Aristotle desires the same laws to apply, not just to different classes, but also to woman. In this way, he criticizes the Lacedaemonians who have laws that promote “hardiness” for the men “but has neglected the women, who live in every sort of intemperance and luxury.” (1269b.20). Thus, “the licence of the Lacedaemonian women defeats the intention of the Spartan constitution, and is adverse to the happiness of the state.” (Id. at b.13). Again, the main issue is the reality that there are different kinds of men (and woman). Thus, unity for unity’s sake “would be the destruction of the state.” (1261.22).
The final 15 pages (by the Cambridge edition) compares and contrasts the varying constitutions and laws of other Achaean city states.
Pardon the vary long introduction to Book II above. Here are some brief thoughts on the applicability of the text to our current project.

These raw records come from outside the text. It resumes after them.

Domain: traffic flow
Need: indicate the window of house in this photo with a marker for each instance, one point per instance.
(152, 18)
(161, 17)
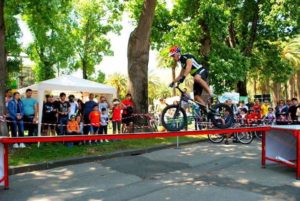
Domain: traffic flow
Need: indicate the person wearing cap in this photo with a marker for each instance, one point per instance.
(116, 116)
(49, 116)
(72, 128)
(127, 116)
(190, 65)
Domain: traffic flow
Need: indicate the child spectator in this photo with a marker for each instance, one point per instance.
(243, 116)
(127, 116)
(73, 106)
(116, 116)
(270, 118)
(72, 128)
(257, 107)
(103, 104)
(63, 109)
(30, 107)
(94, 118)
(49, 116)
(281, 113)
(104, 122)
(87, 109)
(265, 108)
(16, 113)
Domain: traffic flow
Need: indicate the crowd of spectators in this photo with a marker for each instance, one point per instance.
(66, 116)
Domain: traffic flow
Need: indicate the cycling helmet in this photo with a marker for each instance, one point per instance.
(173, 50)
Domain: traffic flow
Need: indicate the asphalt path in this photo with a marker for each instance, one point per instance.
(204, 171)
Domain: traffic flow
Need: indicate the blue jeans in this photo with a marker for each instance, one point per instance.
(17, 125)
(62, 127)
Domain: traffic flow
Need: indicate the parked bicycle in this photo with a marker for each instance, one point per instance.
(174, 116)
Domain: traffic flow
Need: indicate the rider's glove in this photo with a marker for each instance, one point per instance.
(172, 84)
(181, 79)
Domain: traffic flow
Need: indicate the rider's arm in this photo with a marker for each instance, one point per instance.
(188, 67)
(180, 75)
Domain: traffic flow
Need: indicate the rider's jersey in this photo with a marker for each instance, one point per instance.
(195, 64)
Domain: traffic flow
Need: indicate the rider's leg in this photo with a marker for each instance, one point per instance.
(199, 99)
(203, 83)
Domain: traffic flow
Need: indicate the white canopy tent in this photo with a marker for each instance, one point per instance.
(64, 84)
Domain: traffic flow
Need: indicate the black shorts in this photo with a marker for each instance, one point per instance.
(127, 119)
(197, 88)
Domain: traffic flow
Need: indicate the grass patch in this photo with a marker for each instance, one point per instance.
(57, 151)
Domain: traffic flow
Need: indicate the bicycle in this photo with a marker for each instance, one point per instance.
(242, 137)
(174, 117)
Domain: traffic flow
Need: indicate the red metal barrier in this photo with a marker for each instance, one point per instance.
(7, 140)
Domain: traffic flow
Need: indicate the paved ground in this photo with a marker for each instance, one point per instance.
(203, 172)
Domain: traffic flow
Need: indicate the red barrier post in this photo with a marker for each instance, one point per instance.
(6, 177)
(263, 150)
(298, 155)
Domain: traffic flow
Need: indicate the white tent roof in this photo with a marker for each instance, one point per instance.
(67, 83)
(70, 83)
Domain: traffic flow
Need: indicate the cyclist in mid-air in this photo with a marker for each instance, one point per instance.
(191, 66)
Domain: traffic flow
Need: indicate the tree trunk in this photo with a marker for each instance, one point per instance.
(286, 93)
(205, 41)
(255, 86)
(84, 69)
(3, 70)
(276, 91)
(174, 76)
(247, 51)
(298, 83)
(292, 86)
(138, 57)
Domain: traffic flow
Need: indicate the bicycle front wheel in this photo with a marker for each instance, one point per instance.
(174, 118)
(222, 116)
(216, 138)
(245, 137)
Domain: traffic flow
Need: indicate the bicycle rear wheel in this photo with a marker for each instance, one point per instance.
(216, 138)
(174, 118)
(222, 116)
(245, 137)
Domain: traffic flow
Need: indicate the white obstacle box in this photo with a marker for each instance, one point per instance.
(1, 165)
(281, 145)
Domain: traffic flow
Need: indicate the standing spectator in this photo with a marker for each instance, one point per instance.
(270, 117)
(242, 106)
(185, 103)
(116, 116)
(63, 109)
(127, 116)
(249, 104)
(73, 106)
(80, 106)
(289, 103)
(292, 111)
(16, 113)
(8, 97)
(104, 104)
(104, 122)
(30, 107)
(95, 117)
(88, 108)
(265, 108)
(72, 128)
(257, 107)
(49, 116)
(281, 113)
(232, 106)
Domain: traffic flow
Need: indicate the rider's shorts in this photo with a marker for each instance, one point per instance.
(203, 72)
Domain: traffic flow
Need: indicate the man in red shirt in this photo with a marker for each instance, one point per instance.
(127, 116)
(116, 116)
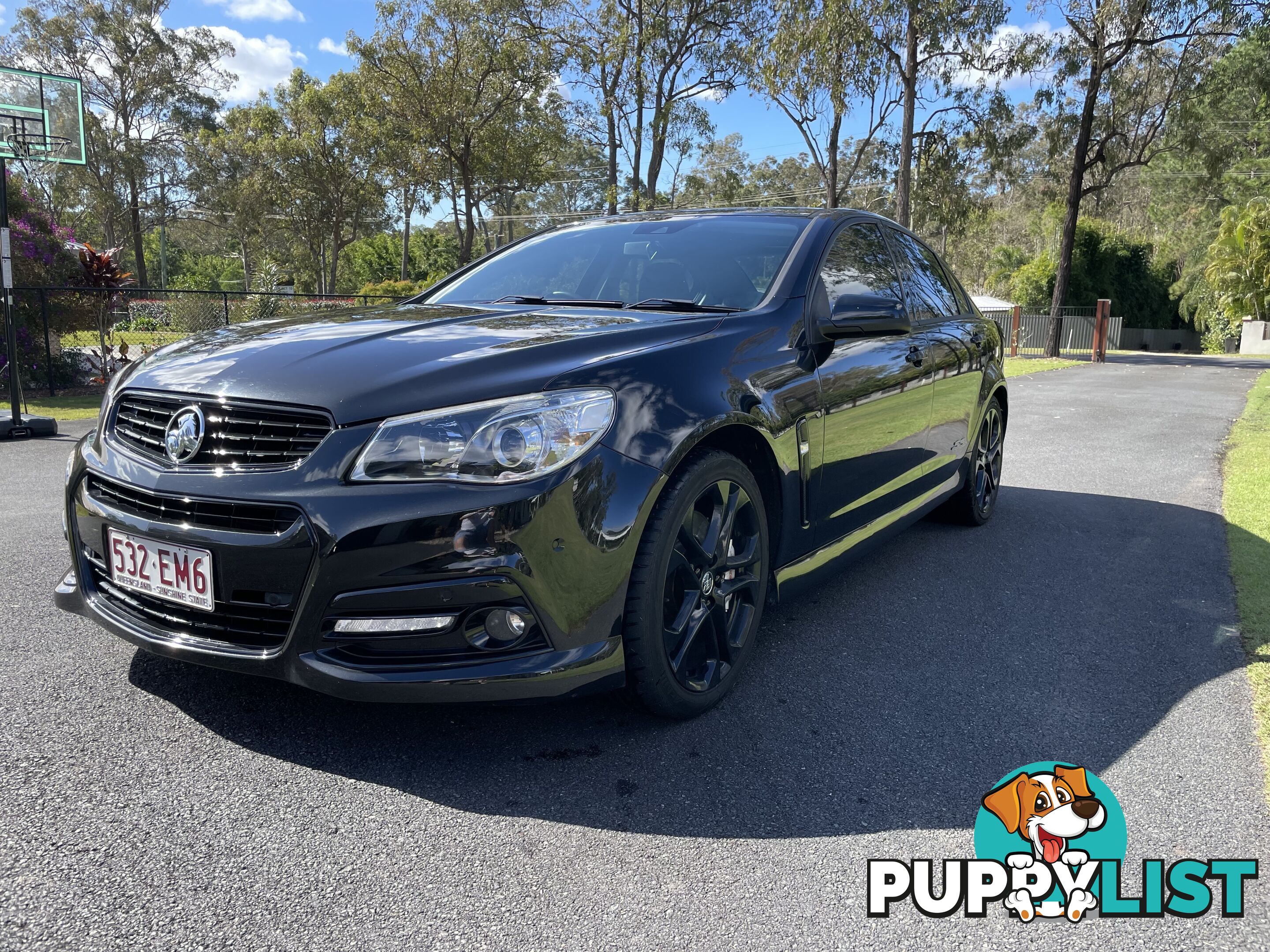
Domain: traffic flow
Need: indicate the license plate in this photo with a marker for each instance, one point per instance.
(179, 574)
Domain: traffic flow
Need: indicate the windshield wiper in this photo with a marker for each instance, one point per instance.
(567, 301)
(677, 304)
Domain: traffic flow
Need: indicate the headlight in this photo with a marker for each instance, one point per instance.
(496, 441)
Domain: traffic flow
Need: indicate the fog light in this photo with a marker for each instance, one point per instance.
(427, 624)
(498, 629)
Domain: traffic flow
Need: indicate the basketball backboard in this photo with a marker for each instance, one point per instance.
(41, 117)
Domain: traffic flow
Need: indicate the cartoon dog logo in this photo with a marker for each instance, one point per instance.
(1048, 810)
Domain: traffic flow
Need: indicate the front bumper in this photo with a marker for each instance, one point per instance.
(560, 547)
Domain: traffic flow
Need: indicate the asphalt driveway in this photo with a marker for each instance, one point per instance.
(150, 804)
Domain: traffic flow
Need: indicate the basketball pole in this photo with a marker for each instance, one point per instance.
(9, 327)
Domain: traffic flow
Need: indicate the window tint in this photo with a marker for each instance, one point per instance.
(929, 292)
(860, 263)
(728, 260)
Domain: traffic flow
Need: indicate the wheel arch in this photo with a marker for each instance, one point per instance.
(755, 450)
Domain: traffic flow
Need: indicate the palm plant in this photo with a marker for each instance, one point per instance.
(102, 271)
(1239, 266)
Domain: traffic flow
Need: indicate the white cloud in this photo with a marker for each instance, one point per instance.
(259, 64)
(259, 9)
(712, 96)
(1005, 40)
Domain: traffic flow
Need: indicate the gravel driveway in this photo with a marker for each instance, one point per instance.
(149, 804)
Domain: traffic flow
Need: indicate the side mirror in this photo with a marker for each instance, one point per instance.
(867, 316)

My first (excited) takeaway was Aristotle’s heavy influence on the individual and the family- the state as a whole is not ideal, it is not a “happy state”- without laws that encourage happiness in the individual. My inner Dietrich von Hildebrand is ready to say, “yes! the dignity of man! In imago dei!” Hildebrand was frightened by the two predominate political movements in Germany- one communism, the other nationalist-fascism- because he saw them both sacrificing the good of the person for the good of the whole. Hildebrand saw them both flawed, both an evil. While our present-day American politics are by no means the same dichotomy, I think there is a similar impulse to sacrifice the dignity of the human person for the whole (conservative-nationalists on the one hand, progressive-socialists on the other).
Thoughts? What does this mean for our distributism tendencies? (I’m looking at you Kuiper).